In his most recent blog post, former Fed chair Ben Bernanke takes umbrage at an op-ed by the Wall Street Journal’s Benn Steil. In the Tuesday op-ed titled “Misreading the Fed on a Rate Increase”, Steil argues that Fed-watchers should be paying less attention to the views of members of the Federal Open Market Committee (FOMC), and more attention to the Fed’s Board of Governors, the part of the Fed that is based in Washington DC.
Benn Steil’s argument on FOMC versus Fed Board
The first point Bernanke makes is that is Steil is not really talking about the influence of individual participants in FOMC decisions, but is instead making a more technical point. Steil’s argument goes that, given the Fed’s large balance sheet today, typical methods of managing the federal funds rate will not work. In order to raise the federal funds rate here in the near future, the Fed will have to rely on new tools to get the job done. These tools may include changes in the rate of interest it pays on reserves held by commercial banks. The law that gave the Fed the power to pay interest on bank reserves gave the authority to set the rate to the Fed Board, not the FOMC. Therefore, Steil says that the Board and not the FOMC really controls monetary policy.
Ben Bernanke’s rebuttal
Ben Bernanke says that Steil is basing his argument on a technicality rather than the practical reality of the situation.
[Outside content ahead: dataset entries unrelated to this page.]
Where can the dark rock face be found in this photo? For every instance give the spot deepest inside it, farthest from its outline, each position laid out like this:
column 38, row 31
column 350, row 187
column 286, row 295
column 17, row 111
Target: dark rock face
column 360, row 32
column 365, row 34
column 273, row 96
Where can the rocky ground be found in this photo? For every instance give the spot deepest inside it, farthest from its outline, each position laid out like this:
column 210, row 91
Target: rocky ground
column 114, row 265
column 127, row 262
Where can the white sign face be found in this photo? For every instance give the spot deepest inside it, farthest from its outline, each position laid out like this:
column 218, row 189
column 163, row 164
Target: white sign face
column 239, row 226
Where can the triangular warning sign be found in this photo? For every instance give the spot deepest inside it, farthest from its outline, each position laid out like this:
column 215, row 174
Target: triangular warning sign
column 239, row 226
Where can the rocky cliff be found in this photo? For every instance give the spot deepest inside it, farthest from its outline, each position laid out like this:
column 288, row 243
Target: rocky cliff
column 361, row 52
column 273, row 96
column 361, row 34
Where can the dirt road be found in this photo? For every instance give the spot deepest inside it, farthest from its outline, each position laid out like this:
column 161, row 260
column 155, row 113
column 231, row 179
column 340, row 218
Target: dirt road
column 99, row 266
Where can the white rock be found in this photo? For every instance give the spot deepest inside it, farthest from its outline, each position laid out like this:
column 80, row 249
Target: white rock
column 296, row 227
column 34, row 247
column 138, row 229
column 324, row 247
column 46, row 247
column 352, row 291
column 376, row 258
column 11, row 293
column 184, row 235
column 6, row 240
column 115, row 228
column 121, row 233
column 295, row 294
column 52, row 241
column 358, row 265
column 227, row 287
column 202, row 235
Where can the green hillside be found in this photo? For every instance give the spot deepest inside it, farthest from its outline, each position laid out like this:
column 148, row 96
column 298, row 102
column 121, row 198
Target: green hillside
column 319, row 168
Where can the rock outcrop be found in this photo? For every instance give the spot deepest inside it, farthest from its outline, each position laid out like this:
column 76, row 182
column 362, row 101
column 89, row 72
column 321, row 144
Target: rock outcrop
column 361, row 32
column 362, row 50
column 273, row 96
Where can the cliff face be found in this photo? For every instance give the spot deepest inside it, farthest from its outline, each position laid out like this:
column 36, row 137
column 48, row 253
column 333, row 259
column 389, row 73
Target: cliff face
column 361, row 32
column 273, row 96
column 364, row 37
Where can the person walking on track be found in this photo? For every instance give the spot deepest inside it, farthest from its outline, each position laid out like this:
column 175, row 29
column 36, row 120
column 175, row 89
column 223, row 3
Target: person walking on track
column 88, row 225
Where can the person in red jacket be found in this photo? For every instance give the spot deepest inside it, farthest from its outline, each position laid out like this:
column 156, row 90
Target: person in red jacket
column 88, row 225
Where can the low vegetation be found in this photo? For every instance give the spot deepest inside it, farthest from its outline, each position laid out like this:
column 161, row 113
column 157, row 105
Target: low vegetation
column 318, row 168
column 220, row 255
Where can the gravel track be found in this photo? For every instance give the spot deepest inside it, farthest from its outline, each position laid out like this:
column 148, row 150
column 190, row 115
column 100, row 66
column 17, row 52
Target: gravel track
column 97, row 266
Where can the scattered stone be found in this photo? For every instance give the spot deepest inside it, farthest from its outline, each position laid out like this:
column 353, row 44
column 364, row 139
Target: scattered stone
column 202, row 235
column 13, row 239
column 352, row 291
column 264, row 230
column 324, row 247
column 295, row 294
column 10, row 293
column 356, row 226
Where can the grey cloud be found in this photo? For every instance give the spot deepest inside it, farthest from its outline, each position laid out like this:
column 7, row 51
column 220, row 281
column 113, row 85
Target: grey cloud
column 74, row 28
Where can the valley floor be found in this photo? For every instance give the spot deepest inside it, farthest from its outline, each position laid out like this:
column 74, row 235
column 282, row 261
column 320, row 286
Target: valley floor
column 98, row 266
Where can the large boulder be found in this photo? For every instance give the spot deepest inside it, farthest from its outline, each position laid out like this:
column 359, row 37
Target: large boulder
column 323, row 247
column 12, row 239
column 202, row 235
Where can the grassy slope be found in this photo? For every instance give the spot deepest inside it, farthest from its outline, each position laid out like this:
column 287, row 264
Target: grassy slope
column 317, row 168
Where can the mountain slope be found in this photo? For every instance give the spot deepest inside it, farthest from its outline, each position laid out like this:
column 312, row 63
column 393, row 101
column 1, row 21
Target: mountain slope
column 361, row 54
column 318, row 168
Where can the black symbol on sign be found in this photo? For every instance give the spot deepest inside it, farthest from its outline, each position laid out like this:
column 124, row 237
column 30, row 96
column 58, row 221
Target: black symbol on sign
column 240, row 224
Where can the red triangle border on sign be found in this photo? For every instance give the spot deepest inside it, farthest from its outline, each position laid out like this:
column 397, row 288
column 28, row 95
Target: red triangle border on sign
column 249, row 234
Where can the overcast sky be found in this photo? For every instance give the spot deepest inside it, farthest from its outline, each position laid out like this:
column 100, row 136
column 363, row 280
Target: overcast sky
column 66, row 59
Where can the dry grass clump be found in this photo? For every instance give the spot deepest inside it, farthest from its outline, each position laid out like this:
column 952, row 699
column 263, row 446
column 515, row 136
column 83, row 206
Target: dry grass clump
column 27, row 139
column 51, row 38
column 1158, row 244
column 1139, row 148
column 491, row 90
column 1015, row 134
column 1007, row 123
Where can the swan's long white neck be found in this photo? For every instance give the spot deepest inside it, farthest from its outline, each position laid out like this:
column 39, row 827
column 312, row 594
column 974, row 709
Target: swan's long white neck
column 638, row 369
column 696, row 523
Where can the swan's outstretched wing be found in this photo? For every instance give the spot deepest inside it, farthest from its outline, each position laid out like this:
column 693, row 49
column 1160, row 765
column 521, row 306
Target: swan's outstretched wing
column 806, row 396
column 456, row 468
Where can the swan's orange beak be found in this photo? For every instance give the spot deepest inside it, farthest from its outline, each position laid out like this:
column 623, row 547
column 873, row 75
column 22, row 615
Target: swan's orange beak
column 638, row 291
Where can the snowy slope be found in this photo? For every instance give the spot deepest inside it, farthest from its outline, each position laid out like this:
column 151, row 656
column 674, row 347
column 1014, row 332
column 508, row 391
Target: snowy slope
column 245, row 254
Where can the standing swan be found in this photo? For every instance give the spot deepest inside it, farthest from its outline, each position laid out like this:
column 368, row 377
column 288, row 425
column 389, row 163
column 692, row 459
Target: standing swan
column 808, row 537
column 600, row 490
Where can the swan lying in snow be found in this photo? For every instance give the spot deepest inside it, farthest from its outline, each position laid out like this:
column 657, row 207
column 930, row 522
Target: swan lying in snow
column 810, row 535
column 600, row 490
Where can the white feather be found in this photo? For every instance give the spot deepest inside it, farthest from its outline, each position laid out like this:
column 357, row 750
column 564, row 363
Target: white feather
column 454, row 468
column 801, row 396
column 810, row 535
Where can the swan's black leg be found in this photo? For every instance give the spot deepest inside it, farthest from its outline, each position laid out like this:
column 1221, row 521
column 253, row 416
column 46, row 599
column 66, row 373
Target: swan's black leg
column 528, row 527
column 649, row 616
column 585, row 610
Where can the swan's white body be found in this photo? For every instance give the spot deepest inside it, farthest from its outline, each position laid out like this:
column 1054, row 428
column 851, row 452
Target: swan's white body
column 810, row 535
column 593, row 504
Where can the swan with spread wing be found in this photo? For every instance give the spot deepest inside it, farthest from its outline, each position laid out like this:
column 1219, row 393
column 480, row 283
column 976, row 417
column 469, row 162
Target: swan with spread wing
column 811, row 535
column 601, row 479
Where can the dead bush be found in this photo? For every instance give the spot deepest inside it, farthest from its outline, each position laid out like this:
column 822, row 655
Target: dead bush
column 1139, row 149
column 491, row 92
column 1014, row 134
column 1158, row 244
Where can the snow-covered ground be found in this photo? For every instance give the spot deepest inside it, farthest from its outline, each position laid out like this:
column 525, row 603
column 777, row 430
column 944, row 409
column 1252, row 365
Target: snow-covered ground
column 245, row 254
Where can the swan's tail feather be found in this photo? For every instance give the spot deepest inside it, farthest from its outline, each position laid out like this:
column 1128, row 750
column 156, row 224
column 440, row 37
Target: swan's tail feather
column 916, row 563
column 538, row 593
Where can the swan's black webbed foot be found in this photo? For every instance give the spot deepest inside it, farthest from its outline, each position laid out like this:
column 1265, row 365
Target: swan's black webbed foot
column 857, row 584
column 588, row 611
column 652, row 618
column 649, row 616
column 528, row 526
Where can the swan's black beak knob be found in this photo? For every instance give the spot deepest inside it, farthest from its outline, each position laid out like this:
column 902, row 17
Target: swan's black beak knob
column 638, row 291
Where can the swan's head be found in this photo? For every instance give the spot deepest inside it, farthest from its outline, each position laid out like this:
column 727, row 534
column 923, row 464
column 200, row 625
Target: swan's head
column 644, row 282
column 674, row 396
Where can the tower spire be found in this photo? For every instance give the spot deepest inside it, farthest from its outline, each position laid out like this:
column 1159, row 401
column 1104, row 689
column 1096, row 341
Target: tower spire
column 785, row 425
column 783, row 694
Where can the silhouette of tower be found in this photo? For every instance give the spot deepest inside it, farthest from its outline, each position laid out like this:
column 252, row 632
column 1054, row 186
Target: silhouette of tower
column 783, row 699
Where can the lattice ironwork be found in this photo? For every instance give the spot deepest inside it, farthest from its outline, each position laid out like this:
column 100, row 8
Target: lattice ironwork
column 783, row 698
He notes: “Whatever the technicalities, Fed policymakers know that the expectation of the Congress and the public is that monetary policy will be made by the FOMC, not the Board—an expectation reinforced by decades of Fed practice. During my time as chair (of both the Board and the FOMC), we were explicit both internally and externally about the primacy of the FOMC in monetary policy, an understanding that was fully supported by members of the Board as well as by other FOMC participants.”
According to Ben Bernanke, there is also historical precedent for the Fed Board having “technical authorities” that in were typically subordinated to FOMC decisions. For example, the Board has the authority to set the discount rate, ie, the interest rate at which regional Reserve Banks lend to banks in their district. However, the Board has not used its authority over the discount rate to try to exert an independent influence on monetary policy; instead, when the FOMC changed its fund rate target, the Board always went along and changed the discount rate to match the FOMC’s action.
Ben Bernanke concludes his piece by telling readers they would be wise to continue to focus on the FOMC. “If you want to understand and predict Fed decisions on interest rates, you will be well advised to follow the debates among the FOMC and its leadership. The views of Board members are relevant, of course, but because Board members are also voters on the FOMC, not because there is any risk that the Board will try to block implementation of an FOMC decision.”